Participatory approaches to wedding planning might seem like a feature of the information age but may just be the latest incarnation of an older Jewish tradition.
NEW YORK — When Amanda Melpolder began planning her wedding to Jeff Greenberg, she hoped the ceremony would be unlike others.
Melpolder had become involved in an independent minyan in Brooklyn after converting to Judaism several years ago, and she and Greenberg wanted their their wedding this June to reflect the prayer group's community spirit and sense of do-it-yourself camaraderie.
Friends were asked to lead prayers and narrate the signing of the ketubah, or marriage contract. Melpolder, a chef, solicited recipes from guests that would be bound in a souvenir cookbook. Assignments were given to friends based on personalities and interests.
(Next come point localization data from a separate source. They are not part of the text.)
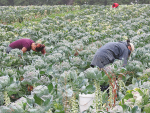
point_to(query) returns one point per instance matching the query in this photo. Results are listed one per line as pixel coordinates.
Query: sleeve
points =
(125, 58)
(26, 45)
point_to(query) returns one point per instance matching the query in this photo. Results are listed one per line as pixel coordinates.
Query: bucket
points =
(85, 101)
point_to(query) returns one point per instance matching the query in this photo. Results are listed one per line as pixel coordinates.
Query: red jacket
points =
(115, 5)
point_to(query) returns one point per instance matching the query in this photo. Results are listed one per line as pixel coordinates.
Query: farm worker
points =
(26, 45)
(111, 51)
(115, 5)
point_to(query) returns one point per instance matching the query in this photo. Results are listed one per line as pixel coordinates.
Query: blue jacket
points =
(109, 52)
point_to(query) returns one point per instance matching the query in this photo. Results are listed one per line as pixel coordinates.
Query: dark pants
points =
(99, 61)
(8, 49)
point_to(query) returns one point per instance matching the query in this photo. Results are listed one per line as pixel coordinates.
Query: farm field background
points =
(52, 83)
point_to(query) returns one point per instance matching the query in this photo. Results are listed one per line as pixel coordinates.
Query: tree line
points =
(68, 2)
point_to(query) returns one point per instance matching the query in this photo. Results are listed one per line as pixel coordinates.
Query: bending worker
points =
(111, 51)
(115, 5)
(26, 45)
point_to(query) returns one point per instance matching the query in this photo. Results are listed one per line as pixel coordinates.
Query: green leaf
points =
(90, 88)
(50, 87)
(134, 80)
(135, 109)
(127, 96)
(38, 100)
(42, 72)
(125, 107)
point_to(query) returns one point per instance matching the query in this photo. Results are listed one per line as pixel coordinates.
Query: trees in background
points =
(68, 2)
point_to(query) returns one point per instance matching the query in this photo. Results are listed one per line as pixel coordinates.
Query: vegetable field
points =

“Since our Jewish community is one that we created and are actively part of, it made sense that our wedding would be the same theme, with people leading different parts of the ceremony,” Melpolder said.
Such participatory approaches to wedding planning might seem like a feature of the information age but may be just the latest incarnation of an older Jewish tradition.
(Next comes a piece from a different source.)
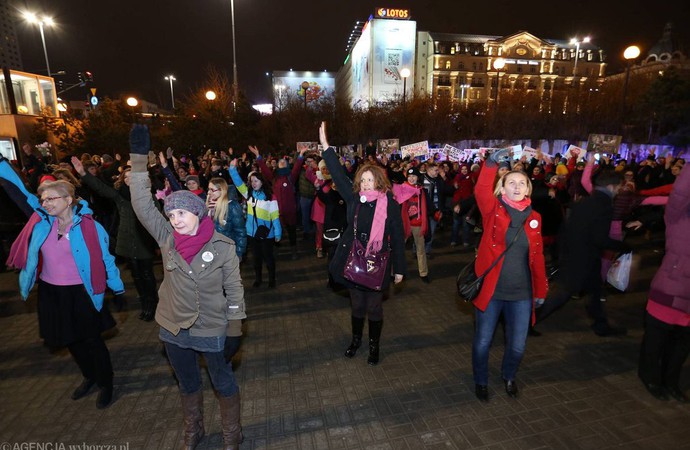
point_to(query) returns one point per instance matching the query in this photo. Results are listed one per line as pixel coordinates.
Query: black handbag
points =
(362, 269)
(467, 281)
“The word ‘crowdsourcing’ is a new word for an old thing,” said artist Nahanni Rous, who creates custom chuppahs, or wedding canopies.
“We are pretending that we just invented this idea of the shtetl. It’s like everybody would come to the wedding, and that was how a community got together to celebrate.”
In other words, it has always taken a village. It’s just that now the village looks quite different.
Based in Washington, D.C., Rous often incorporates crowdsourcing into her work, such as asking friends to submit fabric swatches.
Her chuppah-making career began, appropriately enough, at her own wedding. She and husband Ned Lazarus, who met in Israel and married in 2004, had two ceremonies, in Jerusalem and New Hampshire, to accommodate friends in far-flung locales. Each guest was asked to bring fabric that was pinned to a sheet at the wedding.
“We had people from every region of Israel and the Palestinian territories at the ceremony. We had everything from a kippah with a Magen David knitted on it to a Palestinian flag to a piece of someone’s wedding dress and a map,” Rous said. “It was a really beautiful hodgepodge.”
Since then, Rous has worked with couples to create custom chuppahs, incorporating everything from traditional Jewish symbols to quotes from poets such as e.e. cummings and Pablo Neruda. Some of her clients aren’t even Jewish but like the concept of the chuppah.
In some cases, crowdsourcing is a way to make guests feel more involved in a ceremony, but it can also be a way to make logistics a little easier for the bride and groom.
When Caroline Waxler and Michael Levitt married last summer, they came up with a Twitter hashtag for their wedding guests. Waxler, who runs a digital strategy company, knew her tech-obsessed friends would be tweeting photos from the ceremony and reception.
With the hashtag #waxlevittwedding, she was able to find them easily.
“When you’re making a commitment in public to one other person, it’s kind of also a reminder that in your life you are supported by people, not just by one other person,” Rous said.
While crowdsourcing methods can make family and friends feel more involved in the wedding, Melpolder admits that she may have other reasons for making the big day a little more social.
“I really hope someone hooks up at our wedding,” she said.